Packratt Is Gone as SentenceSpeak Appears
I generally try to keep my real name off the site and tend to be uncomfortable having my name associated with the site… though it’s not hard to find my name associated with the site in a number of places already.
The reasons for that have been two-fold. First it would hamper my ability to find and maintain a job in the industry I work in if it were common knowledge that I’m a police accountability activist. Believe it or not, speaking out against police misconduct isn’t looked upon positively by most people in our society.
The second reason is due to the risks anyone takes when they do speak truth to power… being that those people in power that you speak truth to generally don’t like that truth to come out and, sometimes, they decide to use that power against you for doing it.
Unlike blawgers like me, whose work inherently involves the risk of invoking the ire of power, a guy like Packratt took a huge risk in starting his National Police Misconduct Statistics and Reporting Project, a project that has provided an enormous amount of information for the rest of us and proven to be a huge, critical resource. Still, doing good helps little as the baton descends in its arc toward a skull.
I will shed my pseudonym here and just post under my real name since keeping my name off the site has grown less and less effective as time has worn on. Hopefully, by doing so, it will give the project a little more legitimacy in people’s minds while also allowing me to be more active in speaking to the issues of police accountability and transparency in public settings… even though I know there is likely to be a price to be paid at some point for doing so.
So says David Packman. It takes guts to go from pseudonymous to open, particularly when you realize what drove David to start this project. Yet he's made the decision, both because it was happening around him anyway and because he didn't want the pseudonym to undermine the integrity of his work. It was a bold move. Let's all do whatever we can to make sure that David never suffers for the help he's provided and the risks he's taken, if you get my drift.
Elsewhere in the blawgosphere, Berman posted of a new sentencing blog sponsored by FAMM, Families Against Mandatory Minimums. The blog is called SentenceSpeak, and states its purpose to be:
a forum for educating the general public about sentencing injustices and engaging and finding common ground with "unlikely allies" such as fiscal conservatives, former prosecutors and judges, law enforcement, and members of sentencing commissions. SentenceSpeak is a place for sharing unique perspectives on sentencing policies.
The writing is easily understood and quickly digested, and the content is controversial. There are two authors of the blog, both pseudonymous.

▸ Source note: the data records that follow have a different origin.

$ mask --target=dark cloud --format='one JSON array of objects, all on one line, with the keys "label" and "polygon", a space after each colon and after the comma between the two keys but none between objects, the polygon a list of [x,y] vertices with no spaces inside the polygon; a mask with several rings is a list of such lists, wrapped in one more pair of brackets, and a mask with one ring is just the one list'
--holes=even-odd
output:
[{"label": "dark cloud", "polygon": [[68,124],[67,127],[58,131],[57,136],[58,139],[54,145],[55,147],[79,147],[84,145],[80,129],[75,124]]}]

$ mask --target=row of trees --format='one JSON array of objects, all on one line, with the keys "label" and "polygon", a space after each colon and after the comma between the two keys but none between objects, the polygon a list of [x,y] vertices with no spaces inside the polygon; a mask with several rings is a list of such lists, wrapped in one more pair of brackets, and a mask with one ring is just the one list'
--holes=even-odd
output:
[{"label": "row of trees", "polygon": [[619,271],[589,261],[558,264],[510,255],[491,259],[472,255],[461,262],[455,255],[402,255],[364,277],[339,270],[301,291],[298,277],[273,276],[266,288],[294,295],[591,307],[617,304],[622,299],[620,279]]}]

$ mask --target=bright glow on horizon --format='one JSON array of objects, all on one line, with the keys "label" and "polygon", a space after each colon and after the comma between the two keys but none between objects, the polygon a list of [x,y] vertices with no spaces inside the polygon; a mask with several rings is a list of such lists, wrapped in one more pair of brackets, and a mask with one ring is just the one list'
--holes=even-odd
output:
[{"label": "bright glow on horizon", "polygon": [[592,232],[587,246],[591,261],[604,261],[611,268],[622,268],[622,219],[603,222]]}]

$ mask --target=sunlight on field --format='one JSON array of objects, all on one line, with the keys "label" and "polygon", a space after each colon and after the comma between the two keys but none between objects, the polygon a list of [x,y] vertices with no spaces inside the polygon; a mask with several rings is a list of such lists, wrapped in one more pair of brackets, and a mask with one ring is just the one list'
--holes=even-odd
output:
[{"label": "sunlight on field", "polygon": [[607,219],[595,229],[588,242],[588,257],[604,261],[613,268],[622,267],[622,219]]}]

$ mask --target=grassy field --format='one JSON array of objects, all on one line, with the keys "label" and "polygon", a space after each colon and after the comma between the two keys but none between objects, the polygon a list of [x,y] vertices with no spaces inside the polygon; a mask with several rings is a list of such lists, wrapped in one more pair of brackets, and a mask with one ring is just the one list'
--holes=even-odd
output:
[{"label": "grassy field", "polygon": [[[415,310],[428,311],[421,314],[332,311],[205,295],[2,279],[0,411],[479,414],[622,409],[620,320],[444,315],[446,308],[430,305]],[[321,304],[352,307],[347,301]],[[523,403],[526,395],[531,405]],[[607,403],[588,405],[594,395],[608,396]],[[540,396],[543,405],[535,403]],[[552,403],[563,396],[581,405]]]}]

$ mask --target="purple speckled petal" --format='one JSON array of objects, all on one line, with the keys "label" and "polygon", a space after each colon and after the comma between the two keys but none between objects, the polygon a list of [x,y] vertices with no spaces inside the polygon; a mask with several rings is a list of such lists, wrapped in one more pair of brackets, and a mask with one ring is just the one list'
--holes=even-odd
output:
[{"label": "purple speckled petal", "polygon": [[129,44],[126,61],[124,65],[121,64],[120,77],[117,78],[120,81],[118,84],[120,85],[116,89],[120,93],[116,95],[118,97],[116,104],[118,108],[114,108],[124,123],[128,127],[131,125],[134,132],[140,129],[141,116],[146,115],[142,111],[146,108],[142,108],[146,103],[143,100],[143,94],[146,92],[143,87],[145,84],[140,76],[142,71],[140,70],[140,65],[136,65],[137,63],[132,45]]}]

FAMM has proven to be a highly credible source of information and done some great work in the sentencing field. As for the blog content, it's unclear whether it represents FAMM's position or just that of the unknown authors.
I would expect that it will be directed toward non-lawyers, and thus be a bit on the simplistic side as shown by this post about sentencing for unconvicted conduct, but still a great resource for those who would otherwise have neither knowledge nor access to this sort of information. And it uses some pretty interesting graphics to spice things up.
For non-lawyer sentencing nerds (their description, not mine), this is a very interesting blog and something that you might want to let the families of convicted clients know about.